Fin_de_moisQuand tout commence le 2 du mois !

Il semble qu'il est toujours de bon ton, quand on est un politique, un journaliste, et plus généralement une personne qui a la possibilité d'avoir un écho dans les media, pour avoir l'air de s'intéresser aux catégories défavorisées, de présenter une sorte de "protocole compassionnel" qui consiste à évoquer les fins de mois difficiles de ces pauvres gens.

Or, à mon sens, c'est là n'évoquer que les classes moyennes, qui n'ont semble-t-il qu'un seul but : l'embourgeoisement. Ces classes moyennes ont certes des problèmes de fins de mois, et il conviendrait d'y remédier au plus vite, par des résolutions économiques et sociales de grande envergure.

Mais ce discours sur les fins de mois difficiles a le volontaire talent de cacher, de dissimuler, un problème autrement plus important. Beaucoup en effet se contenteraient de fins de mois difficiles, pour ne plus avoir à souffrir de mois entiers difficiles.

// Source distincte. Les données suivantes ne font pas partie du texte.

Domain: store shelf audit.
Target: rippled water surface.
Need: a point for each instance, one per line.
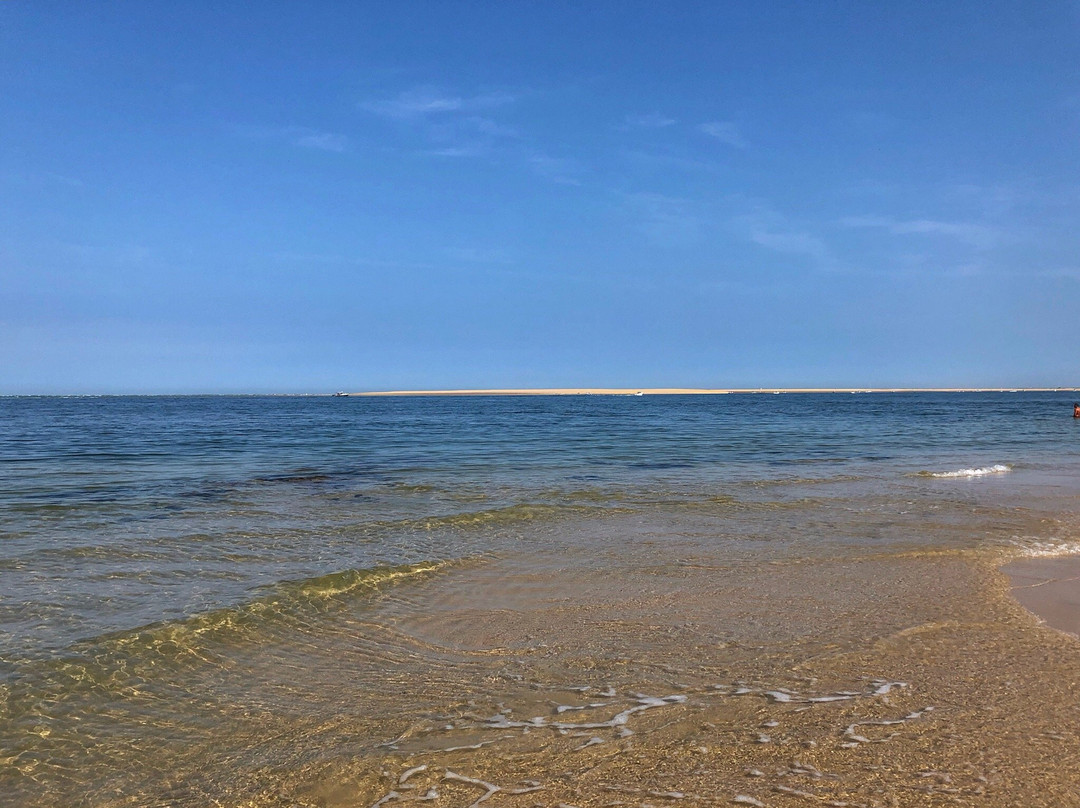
(189, 577)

Sans aller jusqu'à évoquer ceux qui n'ont pas la chance d'avoir un emploi, ce qui fait déjà plusieurs millions de personnes, il faut évoquer ceux qui ne perçoivent, pour rémunération de leur travail, que le SMIC. Une fois payés le nécessaire, cette litanie de dépenses incompressibles (loyer, assurance, crédit, électricité, téléphone, internet...), qu'en est-il de leur "reste-à-vivre" ? Dès le début du mois, c'est le découvert bancaire, avec lequel il convient de composer, en se privant de tout, souvent même d'une alimentation correcte et d'un recours aux soins, pourtant élémentaires.

On ne peut plus dénombrer les personnes pour qui chaque mois, qu'il soit en son début ou à son terme, est une difficulté tout entière. Et cette proportion croissante de la population devrait connaître, car elle le mérite, un écho médiatique plus important, pour que soit connu leur triste sort. Et ce devrait être un impératif des partis de gauche que de remettre sur le devant de la scène, ces oubliés, ces ignorés.